In this systematic review and meta-analysis of 31 942 individuals, no difference between ultrasonography (US) and computed tomography (CT) was found for detection of lateral compartment cervical node metastasis in individuals with papillary thyroid cancer. For detection of central compartment metastasis, CT was more sensitive, while US was more specific.
Computed tomography in assessment of cervical lymph node metastasis for papillary thyroid cancer may be warranted, possibly as an adjunct to US; further study is necessary to refine the role of CT imaging in this clinical scenario.
The use of ultrasonography (US) vs cross-sectional imaging for preoperative evaluation of papillary thyroid cancer is debated.
To compare thyroid US and computed tomography (CT) in the preoperative evaluation of papillary thyroid cancer for cervical lymph node metastasis (CLNM), as well as extrathyroidal disease extension.
MEDLINE and Embase were searched from January 1, 2000, to July 18, 2020.
Studies reporting on the diagnostic accuracy of US and/or CT in individuals with treatment-naive papillary thyroid cancer for CLNM and/or extrathyroidal disease extension were included. The reference standard was defined as histopathology/cytology or imaging follow-up. Independent title and abstract review (2515 studies) followed by full-text review (145 studies) was completed by multiple investigators.

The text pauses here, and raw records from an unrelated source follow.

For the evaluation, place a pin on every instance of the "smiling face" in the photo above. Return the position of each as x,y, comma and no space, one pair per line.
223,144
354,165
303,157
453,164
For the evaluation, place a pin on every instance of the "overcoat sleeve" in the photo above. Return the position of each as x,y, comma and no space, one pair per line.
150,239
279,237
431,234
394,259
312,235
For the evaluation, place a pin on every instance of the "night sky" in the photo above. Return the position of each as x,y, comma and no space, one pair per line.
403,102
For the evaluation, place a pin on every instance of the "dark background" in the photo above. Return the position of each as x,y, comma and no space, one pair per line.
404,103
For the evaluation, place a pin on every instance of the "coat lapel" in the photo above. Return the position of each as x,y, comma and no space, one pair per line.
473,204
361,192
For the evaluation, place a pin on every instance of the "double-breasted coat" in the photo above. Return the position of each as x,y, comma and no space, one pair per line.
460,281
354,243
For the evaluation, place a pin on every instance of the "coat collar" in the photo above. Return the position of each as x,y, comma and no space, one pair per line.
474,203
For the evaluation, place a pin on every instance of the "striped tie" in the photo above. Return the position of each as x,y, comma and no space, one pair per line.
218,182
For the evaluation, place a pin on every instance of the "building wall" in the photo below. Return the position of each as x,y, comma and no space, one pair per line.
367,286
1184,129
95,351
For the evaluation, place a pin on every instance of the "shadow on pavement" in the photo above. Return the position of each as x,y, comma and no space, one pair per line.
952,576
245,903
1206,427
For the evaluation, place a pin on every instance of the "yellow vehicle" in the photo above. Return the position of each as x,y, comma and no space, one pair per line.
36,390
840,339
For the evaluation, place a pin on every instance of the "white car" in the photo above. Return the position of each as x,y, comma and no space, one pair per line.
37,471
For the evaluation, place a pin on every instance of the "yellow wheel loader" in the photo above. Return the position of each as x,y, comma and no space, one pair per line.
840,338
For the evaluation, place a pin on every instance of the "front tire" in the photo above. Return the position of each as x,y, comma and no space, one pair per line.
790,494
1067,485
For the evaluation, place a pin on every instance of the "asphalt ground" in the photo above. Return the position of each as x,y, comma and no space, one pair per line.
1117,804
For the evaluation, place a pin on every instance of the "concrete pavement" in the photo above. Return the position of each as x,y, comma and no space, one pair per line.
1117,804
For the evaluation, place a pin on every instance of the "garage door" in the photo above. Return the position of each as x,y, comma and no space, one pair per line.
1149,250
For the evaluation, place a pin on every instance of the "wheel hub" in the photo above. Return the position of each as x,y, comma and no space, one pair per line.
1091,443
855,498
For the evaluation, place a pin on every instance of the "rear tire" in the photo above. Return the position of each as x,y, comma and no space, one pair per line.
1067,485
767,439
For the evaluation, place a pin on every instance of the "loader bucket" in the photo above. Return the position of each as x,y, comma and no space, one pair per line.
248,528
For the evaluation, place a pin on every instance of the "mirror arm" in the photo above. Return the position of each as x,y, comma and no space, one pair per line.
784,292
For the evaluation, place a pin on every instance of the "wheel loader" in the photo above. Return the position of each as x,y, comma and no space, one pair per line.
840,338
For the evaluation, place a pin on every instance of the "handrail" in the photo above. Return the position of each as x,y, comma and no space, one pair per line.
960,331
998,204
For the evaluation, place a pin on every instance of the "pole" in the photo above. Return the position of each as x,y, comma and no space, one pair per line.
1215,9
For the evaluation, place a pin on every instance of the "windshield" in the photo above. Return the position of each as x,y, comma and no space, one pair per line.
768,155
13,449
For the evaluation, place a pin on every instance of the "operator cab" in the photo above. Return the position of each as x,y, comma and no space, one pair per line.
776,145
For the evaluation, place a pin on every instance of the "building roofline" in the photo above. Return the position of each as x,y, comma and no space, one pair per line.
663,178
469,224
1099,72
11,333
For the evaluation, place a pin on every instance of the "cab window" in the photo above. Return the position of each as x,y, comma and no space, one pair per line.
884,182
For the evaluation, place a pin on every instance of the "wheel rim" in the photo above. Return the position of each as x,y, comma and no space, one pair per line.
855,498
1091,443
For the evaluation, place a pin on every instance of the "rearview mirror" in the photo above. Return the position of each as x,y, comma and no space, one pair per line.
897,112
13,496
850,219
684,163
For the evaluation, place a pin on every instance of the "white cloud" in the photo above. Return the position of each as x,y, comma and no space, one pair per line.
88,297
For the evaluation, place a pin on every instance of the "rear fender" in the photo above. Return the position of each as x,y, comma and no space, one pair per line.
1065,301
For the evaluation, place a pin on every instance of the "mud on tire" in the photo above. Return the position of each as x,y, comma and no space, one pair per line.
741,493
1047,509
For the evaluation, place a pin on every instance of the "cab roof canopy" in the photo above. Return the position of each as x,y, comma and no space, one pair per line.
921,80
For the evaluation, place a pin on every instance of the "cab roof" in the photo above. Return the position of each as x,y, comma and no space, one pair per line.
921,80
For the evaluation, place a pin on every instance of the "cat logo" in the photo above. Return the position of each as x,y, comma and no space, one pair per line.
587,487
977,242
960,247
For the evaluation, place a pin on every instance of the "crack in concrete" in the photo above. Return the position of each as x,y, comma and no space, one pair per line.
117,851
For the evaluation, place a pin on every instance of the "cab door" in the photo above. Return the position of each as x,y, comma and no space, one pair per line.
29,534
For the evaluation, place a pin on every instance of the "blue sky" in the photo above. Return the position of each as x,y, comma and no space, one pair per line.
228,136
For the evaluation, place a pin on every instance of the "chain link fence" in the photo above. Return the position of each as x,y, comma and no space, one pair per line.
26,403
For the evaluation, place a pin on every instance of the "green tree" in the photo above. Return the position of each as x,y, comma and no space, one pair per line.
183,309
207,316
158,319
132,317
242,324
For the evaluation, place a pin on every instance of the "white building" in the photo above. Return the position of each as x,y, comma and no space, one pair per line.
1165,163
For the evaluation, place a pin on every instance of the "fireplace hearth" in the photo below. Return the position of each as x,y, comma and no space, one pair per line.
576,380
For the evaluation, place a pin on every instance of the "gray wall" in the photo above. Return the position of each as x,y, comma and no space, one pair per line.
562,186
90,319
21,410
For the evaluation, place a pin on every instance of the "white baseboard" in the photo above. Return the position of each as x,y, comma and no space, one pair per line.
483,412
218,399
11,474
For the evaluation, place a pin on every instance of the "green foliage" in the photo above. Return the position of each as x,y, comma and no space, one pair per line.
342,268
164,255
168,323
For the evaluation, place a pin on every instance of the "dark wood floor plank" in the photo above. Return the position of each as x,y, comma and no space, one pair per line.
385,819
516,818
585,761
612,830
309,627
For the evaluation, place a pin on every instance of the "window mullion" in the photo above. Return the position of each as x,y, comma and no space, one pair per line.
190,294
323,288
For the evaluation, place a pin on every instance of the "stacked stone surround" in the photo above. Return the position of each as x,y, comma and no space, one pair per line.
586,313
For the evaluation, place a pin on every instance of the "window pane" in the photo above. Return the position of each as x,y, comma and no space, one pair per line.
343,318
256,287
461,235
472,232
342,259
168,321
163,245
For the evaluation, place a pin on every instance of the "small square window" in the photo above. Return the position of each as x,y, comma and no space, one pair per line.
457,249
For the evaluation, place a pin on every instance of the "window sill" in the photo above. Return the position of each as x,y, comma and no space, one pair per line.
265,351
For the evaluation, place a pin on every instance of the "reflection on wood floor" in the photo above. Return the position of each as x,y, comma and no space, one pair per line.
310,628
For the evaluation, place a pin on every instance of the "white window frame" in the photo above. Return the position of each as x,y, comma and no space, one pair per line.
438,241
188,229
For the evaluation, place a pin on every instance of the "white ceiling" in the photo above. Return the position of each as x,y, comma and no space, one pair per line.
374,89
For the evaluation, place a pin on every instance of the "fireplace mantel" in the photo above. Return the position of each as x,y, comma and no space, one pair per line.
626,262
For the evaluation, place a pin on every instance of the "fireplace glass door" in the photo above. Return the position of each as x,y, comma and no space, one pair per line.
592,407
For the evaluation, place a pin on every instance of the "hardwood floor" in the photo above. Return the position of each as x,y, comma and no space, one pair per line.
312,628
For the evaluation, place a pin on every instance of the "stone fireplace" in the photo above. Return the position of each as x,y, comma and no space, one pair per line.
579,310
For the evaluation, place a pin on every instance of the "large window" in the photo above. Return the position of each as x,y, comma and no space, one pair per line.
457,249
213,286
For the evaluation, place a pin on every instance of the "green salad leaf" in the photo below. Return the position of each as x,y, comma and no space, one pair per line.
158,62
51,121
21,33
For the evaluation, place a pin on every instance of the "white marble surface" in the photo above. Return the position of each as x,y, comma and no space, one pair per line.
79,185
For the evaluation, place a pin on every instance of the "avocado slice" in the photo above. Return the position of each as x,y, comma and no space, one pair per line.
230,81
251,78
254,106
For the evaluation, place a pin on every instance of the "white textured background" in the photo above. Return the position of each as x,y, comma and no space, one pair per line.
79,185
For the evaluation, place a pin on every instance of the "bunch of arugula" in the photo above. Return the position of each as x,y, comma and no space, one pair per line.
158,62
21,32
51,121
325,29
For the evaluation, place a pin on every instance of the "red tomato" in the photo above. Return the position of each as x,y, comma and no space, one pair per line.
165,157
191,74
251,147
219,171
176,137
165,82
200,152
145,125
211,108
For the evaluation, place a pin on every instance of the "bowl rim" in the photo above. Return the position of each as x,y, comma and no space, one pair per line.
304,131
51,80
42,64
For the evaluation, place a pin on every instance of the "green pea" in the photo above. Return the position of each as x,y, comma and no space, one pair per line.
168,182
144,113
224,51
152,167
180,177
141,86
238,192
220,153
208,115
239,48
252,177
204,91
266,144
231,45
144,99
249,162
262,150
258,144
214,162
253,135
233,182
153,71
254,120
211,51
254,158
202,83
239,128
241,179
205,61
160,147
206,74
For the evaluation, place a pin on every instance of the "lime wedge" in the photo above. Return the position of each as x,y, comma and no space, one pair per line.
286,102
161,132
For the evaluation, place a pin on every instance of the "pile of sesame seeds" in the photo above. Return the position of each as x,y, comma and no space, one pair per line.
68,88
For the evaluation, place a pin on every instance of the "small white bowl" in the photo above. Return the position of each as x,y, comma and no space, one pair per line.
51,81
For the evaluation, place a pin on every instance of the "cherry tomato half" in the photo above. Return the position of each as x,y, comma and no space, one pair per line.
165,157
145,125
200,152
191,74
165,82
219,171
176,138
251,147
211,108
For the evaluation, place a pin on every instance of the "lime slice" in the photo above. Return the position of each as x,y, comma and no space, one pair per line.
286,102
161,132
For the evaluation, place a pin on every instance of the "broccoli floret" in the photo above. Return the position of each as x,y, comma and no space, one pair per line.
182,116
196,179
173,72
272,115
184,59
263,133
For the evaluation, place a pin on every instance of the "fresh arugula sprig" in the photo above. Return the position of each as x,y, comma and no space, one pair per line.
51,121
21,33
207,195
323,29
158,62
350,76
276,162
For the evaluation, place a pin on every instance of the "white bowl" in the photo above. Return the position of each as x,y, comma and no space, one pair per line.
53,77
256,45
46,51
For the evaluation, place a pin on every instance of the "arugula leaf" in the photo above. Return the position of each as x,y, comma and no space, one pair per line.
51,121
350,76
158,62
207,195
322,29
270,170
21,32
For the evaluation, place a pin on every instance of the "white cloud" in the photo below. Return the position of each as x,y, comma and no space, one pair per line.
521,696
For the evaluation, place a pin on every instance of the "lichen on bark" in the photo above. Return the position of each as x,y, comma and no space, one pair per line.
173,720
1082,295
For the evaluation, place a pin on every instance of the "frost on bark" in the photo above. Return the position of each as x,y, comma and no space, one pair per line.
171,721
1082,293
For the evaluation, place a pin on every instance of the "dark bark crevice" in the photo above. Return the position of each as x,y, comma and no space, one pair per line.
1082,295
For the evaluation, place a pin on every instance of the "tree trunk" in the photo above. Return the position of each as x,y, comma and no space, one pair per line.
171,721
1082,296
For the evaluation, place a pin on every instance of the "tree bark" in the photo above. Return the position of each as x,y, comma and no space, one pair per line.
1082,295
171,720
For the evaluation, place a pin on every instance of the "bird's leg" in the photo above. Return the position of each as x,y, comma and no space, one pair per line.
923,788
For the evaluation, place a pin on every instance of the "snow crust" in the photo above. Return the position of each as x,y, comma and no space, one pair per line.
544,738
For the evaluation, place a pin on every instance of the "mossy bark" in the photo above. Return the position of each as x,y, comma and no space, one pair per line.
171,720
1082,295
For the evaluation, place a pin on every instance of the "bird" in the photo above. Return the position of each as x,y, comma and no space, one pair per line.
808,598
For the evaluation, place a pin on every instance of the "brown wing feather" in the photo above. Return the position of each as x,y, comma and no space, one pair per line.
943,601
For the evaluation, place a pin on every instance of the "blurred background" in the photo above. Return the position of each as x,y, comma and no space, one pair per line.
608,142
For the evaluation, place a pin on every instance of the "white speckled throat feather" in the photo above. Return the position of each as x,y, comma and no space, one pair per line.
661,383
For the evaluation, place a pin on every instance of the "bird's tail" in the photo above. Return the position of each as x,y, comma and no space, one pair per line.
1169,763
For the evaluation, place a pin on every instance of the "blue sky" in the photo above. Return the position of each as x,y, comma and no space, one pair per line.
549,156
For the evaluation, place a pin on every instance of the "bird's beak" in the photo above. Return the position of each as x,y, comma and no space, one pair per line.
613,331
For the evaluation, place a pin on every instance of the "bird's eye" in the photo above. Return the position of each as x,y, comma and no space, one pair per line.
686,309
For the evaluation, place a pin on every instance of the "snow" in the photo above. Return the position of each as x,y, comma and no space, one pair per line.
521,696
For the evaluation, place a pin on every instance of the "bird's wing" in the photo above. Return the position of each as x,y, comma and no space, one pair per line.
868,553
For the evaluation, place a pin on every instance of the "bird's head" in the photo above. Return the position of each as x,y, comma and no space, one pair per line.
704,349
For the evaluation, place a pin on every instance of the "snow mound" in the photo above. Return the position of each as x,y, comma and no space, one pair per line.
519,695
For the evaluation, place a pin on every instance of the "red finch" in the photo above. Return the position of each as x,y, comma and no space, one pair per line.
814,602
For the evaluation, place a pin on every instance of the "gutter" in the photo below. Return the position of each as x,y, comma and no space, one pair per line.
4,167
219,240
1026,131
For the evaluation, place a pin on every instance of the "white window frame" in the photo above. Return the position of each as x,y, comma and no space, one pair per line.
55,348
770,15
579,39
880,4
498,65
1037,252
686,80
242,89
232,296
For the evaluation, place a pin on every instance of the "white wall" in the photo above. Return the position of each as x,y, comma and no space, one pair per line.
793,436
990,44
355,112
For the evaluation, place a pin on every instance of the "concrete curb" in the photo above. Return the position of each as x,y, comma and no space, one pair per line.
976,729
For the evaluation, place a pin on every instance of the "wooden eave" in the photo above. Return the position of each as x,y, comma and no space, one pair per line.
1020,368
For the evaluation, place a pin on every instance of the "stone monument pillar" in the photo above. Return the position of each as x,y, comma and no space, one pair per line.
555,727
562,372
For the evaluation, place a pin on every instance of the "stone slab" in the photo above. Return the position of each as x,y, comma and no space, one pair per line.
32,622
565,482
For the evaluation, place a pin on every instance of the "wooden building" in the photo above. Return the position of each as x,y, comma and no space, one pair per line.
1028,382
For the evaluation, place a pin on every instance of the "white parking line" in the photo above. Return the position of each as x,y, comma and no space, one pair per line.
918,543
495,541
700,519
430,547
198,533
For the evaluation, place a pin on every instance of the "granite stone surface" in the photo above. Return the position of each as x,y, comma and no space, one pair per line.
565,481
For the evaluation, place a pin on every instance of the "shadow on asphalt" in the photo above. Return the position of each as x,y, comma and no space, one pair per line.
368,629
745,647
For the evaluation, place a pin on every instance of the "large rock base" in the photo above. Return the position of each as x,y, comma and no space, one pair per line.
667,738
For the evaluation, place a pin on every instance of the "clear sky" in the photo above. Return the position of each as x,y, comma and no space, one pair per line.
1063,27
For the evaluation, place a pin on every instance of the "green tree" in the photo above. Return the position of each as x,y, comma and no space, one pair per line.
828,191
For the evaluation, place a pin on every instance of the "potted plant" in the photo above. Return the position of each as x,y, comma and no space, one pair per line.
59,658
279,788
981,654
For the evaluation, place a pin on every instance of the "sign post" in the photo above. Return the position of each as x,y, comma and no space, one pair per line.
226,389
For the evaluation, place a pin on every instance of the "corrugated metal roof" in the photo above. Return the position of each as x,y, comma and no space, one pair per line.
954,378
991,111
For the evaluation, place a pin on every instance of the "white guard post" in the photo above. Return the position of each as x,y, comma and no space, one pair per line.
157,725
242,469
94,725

Data Extraction and Synthesis
PRISMA guidelines were followed. Methodologic and diagnostic accuracy data were abstracted independently by multiple investigators. Risk of bias assessment was conducted using the Quality Assessment of Diagnostic Accuracy Studies (QUADAS-2) tool independently and in duplicate. Bivariate random-effects model meta-analysis and multivariable meta-regression modeling was used.
Main Outcomes and Measures
Diagnostic test accuracy of US and CT of the neck for lateral and central compartment CLNM, as well as for extrathyroidal disease extension, determined prior to study commencement.
A total of 47 studies encompassing 31 942 observations for thyroid cancer (12 771 with CLNM; 1747 with extrathyroidal thyroid extension) were included; 21 and 26 studies were at low and high risk for bias, respectively. Based on comparative design studies, US and CT demonstrated no significant difference in sensitivity (73% [95% CI, 64%-80%] and 77% [95% CI, 67%-85%], respectively; P = .11) or specificity (89% [95% CI, 80%-94%] and 88% [95% CI, 79%-94%], respectively; P = .79) for lateral compartment CLNM. For central compartment metastasis, sensitivity was higher in CT (39% [95% CI, 27%-52%]) vs US (28% [95% CI, 21%-36%]; P = .004), while specificity was higher in US (95% [95% CI, 92%-98%]) vs CT (87% [95% CI, 77%-93%]; P < .001). Ultrasonography demonstrated a sensitivity of 91% (95% CI, 81%-96%) and specificity of 47% (95% CI, 35%-60%) for extrathyroidal extension.
Conclusions and Relevance
The findings of this systematic review and meta-analysis suggest that further study is warranted of the role of CT for papillary thyroid cancer staging, possibly as an adjunct to US.